En particulier en France ceux qui tiennent au classement de près de la moitié des espèces de corvidés en « nuisibles » (ESOD désormais, pour Espèces Susceptibles d’Occasionner des Dégâts). Effectivement, comment continuer à persécuter et à tuer par centaines de milliers des êtres si proches, si semblables par l’esprit si ce n’est par l’apparence, de ce que nous sommes ?
Comment continuer à programmer des opérations de destruction, des tirs et le piégeage des adultes en pleine période de reproduction tout en prévoyant que les petits agoniseront dans les nids faute de parents pour les nourrir ? Dilemme : pour tuer des êtres sensibles et pensants, ne faut-il pas soi-même cesser de penser et de s’émouvoir ?

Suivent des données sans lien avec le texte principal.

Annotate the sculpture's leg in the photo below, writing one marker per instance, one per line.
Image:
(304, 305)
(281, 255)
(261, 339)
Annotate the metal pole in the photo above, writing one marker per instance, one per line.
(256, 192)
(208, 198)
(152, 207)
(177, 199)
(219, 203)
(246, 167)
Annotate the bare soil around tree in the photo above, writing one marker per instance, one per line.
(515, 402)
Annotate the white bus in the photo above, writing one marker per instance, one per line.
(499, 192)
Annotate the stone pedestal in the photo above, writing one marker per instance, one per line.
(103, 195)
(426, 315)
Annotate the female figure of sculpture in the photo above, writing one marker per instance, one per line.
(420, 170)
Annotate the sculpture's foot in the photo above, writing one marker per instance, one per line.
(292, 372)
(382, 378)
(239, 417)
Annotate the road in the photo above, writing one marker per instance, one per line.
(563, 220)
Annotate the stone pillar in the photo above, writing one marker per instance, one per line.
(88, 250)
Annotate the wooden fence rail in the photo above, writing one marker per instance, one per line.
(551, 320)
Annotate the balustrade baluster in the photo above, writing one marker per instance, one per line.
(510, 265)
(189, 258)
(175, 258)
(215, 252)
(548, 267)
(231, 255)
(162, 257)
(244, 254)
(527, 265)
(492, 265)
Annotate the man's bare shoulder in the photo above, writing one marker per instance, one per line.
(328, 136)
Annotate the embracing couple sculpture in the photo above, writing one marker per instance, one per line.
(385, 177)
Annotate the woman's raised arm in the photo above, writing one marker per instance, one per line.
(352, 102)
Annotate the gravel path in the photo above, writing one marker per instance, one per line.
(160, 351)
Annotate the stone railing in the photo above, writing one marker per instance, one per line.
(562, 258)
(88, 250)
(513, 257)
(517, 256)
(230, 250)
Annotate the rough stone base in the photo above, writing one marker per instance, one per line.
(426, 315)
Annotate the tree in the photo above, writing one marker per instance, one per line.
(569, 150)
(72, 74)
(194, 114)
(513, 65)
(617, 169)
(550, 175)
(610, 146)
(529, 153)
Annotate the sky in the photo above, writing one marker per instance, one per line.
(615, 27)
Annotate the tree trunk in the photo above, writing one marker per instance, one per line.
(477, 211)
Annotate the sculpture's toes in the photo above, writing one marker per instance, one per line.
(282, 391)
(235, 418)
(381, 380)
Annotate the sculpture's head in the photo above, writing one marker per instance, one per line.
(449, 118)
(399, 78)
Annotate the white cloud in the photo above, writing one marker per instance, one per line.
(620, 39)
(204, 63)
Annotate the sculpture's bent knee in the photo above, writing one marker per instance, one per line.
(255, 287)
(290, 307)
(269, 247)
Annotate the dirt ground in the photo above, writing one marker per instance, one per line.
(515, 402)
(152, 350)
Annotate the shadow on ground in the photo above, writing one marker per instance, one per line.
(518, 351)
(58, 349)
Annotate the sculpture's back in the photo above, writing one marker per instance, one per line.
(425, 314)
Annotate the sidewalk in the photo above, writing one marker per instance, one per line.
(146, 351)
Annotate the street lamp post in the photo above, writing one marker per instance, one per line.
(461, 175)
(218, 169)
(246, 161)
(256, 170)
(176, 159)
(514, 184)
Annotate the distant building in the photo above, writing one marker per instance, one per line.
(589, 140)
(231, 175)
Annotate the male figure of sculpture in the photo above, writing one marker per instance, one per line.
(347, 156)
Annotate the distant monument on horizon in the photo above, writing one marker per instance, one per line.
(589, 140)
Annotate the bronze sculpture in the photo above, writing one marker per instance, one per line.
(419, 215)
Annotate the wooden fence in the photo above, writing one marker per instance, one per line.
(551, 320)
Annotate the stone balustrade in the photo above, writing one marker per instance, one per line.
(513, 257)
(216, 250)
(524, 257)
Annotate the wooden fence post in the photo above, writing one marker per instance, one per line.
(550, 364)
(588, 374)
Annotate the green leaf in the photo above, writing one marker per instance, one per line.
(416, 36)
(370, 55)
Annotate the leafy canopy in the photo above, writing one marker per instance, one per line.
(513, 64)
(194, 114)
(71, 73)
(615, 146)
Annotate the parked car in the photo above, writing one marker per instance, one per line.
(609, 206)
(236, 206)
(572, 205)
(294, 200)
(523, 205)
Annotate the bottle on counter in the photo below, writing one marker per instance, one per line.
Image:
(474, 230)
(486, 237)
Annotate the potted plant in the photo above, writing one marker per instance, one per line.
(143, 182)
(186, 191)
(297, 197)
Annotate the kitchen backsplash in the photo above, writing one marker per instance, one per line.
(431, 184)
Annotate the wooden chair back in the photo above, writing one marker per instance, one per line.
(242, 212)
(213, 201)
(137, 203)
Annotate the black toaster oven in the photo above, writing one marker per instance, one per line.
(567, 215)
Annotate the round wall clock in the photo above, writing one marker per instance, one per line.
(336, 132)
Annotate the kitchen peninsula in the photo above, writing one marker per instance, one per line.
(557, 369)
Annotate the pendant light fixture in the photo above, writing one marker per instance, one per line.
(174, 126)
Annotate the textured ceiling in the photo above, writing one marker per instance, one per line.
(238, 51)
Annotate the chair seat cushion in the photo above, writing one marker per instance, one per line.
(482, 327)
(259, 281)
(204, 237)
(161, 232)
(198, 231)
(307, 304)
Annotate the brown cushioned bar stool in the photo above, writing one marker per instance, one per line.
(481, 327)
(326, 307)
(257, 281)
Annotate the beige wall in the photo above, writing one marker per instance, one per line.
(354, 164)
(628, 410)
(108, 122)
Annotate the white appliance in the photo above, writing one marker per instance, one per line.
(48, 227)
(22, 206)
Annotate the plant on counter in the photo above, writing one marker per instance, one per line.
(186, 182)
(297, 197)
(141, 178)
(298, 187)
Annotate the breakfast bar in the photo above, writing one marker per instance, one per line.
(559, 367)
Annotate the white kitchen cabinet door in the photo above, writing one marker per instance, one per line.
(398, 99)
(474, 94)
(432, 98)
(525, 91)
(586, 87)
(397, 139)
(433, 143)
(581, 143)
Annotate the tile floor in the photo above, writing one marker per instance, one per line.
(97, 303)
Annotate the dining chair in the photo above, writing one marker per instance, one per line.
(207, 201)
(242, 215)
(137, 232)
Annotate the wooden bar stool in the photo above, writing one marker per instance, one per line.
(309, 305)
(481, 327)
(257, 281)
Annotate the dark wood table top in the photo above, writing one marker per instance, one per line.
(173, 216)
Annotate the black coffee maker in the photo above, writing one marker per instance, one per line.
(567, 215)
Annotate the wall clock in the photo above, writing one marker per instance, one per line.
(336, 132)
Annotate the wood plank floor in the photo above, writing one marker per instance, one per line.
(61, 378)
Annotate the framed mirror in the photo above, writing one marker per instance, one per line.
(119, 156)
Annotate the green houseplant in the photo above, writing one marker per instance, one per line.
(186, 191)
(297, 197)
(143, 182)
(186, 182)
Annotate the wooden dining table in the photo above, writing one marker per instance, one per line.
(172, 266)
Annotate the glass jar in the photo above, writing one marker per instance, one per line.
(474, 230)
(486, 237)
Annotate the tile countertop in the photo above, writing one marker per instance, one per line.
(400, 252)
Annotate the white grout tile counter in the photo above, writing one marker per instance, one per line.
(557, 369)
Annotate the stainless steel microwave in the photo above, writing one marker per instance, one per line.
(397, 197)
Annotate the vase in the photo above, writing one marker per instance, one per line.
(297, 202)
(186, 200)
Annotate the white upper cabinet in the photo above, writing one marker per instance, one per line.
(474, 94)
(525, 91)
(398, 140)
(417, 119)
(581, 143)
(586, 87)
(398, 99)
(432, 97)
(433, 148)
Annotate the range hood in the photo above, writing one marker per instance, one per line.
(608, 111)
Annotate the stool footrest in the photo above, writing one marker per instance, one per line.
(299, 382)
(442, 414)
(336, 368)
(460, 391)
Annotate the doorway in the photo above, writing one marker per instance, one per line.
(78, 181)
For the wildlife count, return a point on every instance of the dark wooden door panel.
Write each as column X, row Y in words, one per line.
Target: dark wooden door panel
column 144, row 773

Différemment selon les espèces et au cours de leur cycle de vie, les corvidés sont dans l’ensemble une source d’émerveillement pour qui les observe agir et interagir. On peut décider de les ignorer. Ou décider de les voir et, dans ce cas, forcément, l’envie de les protéger et de les aider vient.
« Crow Life »
Autant de considérations qui sont au fondement de la création et de l’action de Crow Life. Du point de vue de l’association, chacun l’aura compris, la vie de n’importe quel corvidé vaut d’être respectée et toutes les espèces valent que l’on se mobilisent pour elles.
Dans cette double perspective, Crow-Life s’est entourée d’un réseau de chercheurs issus de différentes disciplines et appuie son action tant sur un réseau d’influence que sur une équipe opérationnelle accueillant des bénévoles.
Si un changement de regard sur les corvidés se produisait dans notre société, ce serait probablement parce que par-delà les différences nous aurions enfin pris conscience de ce qui en eux est si semblable à nous. La vie et le statut des espèces persécutées, orphelines de considération, s’en trouveraient alors peut-être améliorés.